New York is asking for something like $50 Billion in aid, and last I checked New Jersey was around $30 Billion. So there is an obvious market in disaster clean up.
Put there is another market, that the media is just starting to catch up with. Disaster preparations by individuals.
Note, we are not just taking about people who think there will be a complete societal breakdown, the traditional bomb shelter survivalist if you will. They obviously exist, but the market for what I would call mid-range preparations is even larger. If society collapses, your natural gas fueled generator is only going to do you so much good. But the folks at Generac, the best known of the residential-style standby generators, is one major component of the prepping market. The natural gas may go off at the end of the world, but it is a lot more reliable than the electricity for the events in between.
Hurricane Sandy and the Disaster Preparedness Economy
Andrew Martin, New York Times, 10 November 2012 (hat tip: NC)
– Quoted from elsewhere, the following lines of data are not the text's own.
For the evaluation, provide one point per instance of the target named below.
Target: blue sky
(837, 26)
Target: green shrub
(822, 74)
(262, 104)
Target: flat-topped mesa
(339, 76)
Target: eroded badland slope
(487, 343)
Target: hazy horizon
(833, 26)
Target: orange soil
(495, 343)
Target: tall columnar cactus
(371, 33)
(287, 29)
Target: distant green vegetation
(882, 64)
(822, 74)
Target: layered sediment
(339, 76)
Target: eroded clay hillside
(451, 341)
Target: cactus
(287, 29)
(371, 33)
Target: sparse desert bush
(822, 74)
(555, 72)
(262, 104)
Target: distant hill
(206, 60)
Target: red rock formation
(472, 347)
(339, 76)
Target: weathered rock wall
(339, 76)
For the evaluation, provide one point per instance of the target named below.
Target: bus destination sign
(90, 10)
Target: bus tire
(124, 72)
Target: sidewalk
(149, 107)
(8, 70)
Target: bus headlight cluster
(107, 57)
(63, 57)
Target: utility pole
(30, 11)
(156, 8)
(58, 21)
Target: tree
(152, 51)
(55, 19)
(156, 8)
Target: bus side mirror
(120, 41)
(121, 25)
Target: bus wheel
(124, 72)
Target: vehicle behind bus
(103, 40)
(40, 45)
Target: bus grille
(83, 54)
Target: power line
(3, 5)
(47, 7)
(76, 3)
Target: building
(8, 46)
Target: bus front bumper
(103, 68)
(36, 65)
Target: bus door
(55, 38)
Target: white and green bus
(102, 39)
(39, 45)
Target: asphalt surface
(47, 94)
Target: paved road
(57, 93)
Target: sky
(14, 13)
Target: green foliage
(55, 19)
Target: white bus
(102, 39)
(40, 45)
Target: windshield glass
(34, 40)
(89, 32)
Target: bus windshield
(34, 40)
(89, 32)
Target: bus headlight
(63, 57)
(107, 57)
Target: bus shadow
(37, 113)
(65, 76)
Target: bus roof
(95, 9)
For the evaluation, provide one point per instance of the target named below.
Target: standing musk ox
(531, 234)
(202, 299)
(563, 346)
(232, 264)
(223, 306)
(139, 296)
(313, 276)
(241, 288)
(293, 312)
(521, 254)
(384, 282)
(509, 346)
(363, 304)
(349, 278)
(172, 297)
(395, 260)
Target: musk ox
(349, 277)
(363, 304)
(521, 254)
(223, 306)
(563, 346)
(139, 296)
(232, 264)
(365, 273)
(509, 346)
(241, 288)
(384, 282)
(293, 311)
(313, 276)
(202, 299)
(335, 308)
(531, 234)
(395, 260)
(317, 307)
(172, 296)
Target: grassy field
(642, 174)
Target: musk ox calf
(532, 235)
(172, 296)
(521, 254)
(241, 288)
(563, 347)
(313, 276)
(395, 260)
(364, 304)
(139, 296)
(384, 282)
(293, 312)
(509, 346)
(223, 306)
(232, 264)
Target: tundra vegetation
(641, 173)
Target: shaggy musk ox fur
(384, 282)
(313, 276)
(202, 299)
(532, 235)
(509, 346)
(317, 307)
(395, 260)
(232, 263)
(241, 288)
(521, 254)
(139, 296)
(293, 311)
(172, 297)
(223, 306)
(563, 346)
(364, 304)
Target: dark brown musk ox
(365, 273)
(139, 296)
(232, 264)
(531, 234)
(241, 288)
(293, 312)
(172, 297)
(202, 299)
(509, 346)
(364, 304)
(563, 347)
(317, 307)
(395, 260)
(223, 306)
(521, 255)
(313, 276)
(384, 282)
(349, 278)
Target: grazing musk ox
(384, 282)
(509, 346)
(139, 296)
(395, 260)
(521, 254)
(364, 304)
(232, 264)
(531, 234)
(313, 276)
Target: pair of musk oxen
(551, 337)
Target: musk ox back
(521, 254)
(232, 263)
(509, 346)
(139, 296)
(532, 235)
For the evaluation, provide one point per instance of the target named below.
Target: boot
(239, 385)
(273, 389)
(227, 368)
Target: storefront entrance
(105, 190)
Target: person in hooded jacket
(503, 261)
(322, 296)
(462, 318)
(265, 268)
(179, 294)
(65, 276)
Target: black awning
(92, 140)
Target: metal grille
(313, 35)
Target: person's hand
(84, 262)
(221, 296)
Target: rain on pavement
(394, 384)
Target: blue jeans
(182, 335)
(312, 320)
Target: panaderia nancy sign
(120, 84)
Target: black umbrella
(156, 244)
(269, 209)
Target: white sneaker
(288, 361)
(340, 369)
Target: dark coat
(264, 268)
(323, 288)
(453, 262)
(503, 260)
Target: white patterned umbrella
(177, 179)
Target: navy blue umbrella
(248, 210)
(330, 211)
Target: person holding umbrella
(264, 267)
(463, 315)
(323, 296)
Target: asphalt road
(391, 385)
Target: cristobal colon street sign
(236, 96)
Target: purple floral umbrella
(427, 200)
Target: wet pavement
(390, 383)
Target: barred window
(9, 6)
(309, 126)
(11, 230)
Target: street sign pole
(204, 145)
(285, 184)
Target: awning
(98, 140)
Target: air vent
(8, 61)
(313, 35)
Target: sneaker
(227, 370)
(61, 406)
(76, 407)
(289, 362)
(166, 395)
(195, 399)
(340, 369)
...The cold war may have been the start, when schoolchildren dove under desks and ordinary citizens dug bomb shelters out back. But economic fears, as well as worries about climate change and an unreliable electronic grid have all fed it.
Driven of late by freakish storms, this industry is growing fast, well beyond the fringe groups that first embraced it. And by some measures, it’s bigger than ever.
Businesses like Generac Power Systems, one of three companies in Wisconsin turning out generators, are just the start.
The market for gasoline cans, for example, was flat for years. No longer. "Demand for gas cans is phenomenal, to the point where we can’t keep up with demand," says Phil Monckton, vice president for sales and marketing at Scepter, a manufacturer based in Scarborough, Ontario. "There was inventory built up, but it is long gone."
But there’s little question that the market is in the multiple billions of dollars. The size of the generator market in the United States, including residential, commercial and industrial models, is roughly $3 billion...
Both Walmart and Costco now sell a year’s supply of food, much of it freeze-dried. Costco’s offering is 120 gallon-size cans of food for $1,499.99. Sears offers emergency/survival rations for dogs. And the National Geographic Channel has a reality series called "Doomsday Preppers," which "explores the lives of otherwise ordinary Americans who are preparing for the end of the world as we know it."
David Lyle, the chief executive of the National Geographic Channel, said the program was a breakout hit in its first season. The second season will begin on Tuesday.
It's a relatively long article, and I trimmed a lot of it. If you have time, I would take a look."You start by thinking, ‘Wow, these people are odd.’ Then there is this creeping realization: Who is crazy now?" says Mr. Lyle, who notes that other shows like "The Walking Dead" and "Revolution" deal with similar themes, like living off the grid (albeit with zombies). "How interesting that some of them believe that the oil supply will run out and that will result in civil unrest. And now with Sandy, you see people having brawls in gas lines."
And while Sandy is fueling would I would call disaster preparation (short to mid-term correctives), as the last paragraph noted, that is not the only issue that people worry about.
5 comments:
You point is very well taken. The implications of such is not all good.
Jane, my editing is the real disaster -ouch. Disaster prep (short to mid-term preps) can have some negatives both societally, and even individually. If anything because they tend to have an isolationist flavor to them, and people generally work best in groups.
But given that we are not a particularly cooperatively inclined society at the moment, the cynic in me says that if you can last 3 months in a complete collapse, you have probably lost well over half your competition.
Heck, I figure if TSHTF when it is below freezing, 75% of the people will either freeze to death, set themselves on fire, or asphyxsiate themselves in the first few days. Whereas I can probably hold out until a tree fall on me ;-)
John: It sounds like you are well set up.
But NY and NJ are making progress as far as getting power back on. I think the issue will be getting people out or "temporary" shelter, and trying to get businesses rebuilt.
To my mind it seems more likely to play out as a slow collapse.